Still others, like Duch, urged the Keanes to take the company private, reminding Mod-Pac's management and directors four years ago “that they have a fiduciary responsibility to all shareholders, and not just the Keane family.”

But with such a commanding share of the stock's voting rights — the Keanes would need the support of only 7 percent of Mod-Pac's remaining shareholders to beat back any shareholder initiative or takeover bid that they opposed — Mod-Pac steadfastly resisted those shareholder entreaties.

The squawking from investors subsided as Mod-Pac started making money again in 2010 and its sales began growing again last year. Its shares topped $7 for a few days in April, only to slump again after the company reported its first– and second-quarter losses. By the time the Keanes made their buyout offer of $7.20 a share in cash, the shares were trading for $5.49. It finished the week at $6.90.

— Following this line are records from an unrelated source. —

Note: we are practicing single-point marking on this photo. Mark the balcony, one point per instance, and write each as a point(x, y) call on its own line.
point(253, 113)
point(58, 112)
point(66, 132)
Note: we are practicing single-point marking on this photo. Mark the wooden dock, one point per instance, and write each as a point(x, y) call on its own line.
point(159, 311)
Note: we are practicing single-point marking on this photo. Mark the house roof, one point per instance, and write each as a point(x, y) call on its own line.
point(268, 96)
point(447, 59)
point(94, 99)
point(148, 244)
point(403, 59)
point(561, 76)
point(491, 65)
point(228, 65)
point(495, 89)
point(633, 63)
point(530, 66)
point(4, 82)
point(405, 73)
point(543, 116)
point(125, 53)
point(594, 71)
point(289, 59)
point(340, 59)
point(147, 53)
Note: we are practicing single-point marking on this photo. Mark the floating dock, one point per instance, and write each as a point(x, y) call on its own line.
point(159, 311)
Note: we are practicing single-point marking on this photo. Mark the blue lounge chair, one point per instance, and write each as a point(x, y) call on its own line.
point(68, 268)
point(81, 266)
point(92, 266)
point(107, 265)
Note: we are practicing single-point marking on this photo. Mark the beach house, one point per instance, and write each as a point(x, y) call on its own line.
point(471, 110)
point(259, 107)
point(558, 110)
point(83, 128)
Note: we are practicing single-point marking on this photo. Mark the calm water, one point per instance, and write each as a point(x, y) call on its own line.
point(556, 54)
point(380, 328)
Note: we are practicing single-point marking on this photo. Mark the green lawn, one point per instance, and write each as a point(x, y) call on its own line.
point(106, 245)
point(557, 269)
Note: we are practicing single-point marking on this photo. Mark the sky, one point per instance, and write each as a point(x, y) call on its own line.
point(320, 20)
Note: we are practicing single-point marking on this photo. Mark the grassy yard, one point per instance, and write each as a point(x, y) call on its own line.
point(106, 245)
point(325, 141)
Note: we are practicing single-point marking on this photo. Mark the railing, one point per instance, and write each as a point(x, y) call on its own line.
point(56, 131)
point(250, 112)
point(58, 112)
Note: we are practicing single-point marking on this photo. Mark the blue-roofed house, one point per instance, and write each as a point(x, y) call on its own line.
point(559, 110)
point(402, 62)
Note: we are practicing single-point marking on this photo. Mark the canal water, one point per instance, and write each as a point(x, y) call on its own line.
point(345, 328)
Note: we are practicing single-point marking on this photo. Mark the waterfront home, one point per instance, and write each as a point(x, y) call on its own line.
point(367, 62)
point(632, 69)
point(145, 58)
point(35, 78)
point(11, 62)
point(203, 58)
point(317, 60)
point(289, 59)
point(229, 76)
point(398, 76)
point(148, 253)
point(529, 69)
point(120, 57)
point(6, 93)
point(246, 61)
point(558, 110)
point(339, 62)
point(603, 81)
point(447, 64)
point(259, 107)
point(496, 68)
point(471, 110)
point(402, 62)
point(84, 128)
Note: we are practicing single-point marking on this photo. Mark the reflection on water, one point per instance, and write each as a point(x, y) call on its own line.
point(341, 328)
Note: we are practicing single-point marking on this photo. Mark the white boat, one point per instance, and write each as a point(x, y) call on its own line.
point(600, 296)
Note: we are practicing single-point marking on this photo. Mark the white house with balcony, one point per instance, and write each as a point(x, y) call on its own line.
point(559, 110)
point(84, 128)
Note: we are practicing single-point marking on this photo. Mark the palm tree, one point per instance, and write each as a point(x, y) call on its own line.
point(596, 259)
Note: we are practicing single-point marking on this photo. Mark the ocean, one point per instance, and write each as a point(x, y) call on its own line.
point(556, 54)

Even so, Duch thinks the Keanes offer of $7.20 per share is too low. He wouldn't be surprised if the bid ultimately is sweetened closer to $8 – roughly matching the company's book value.

“If you're a public company, there's always pressure to grow, and that's not always the correct strategy for a business,” Carosa said. “You can have a good business that's not growing. There are thousands of small businesses that are not growing. But they're able to comfortably support the owner and the salaries of the employees of that company.”

“Mod-Pac may be one of those companies that's more steady-as-she-goes,” he said.

Duch has a similar view.

“It's a small, family-run business,” he said. “It's obviously the right move for the company.”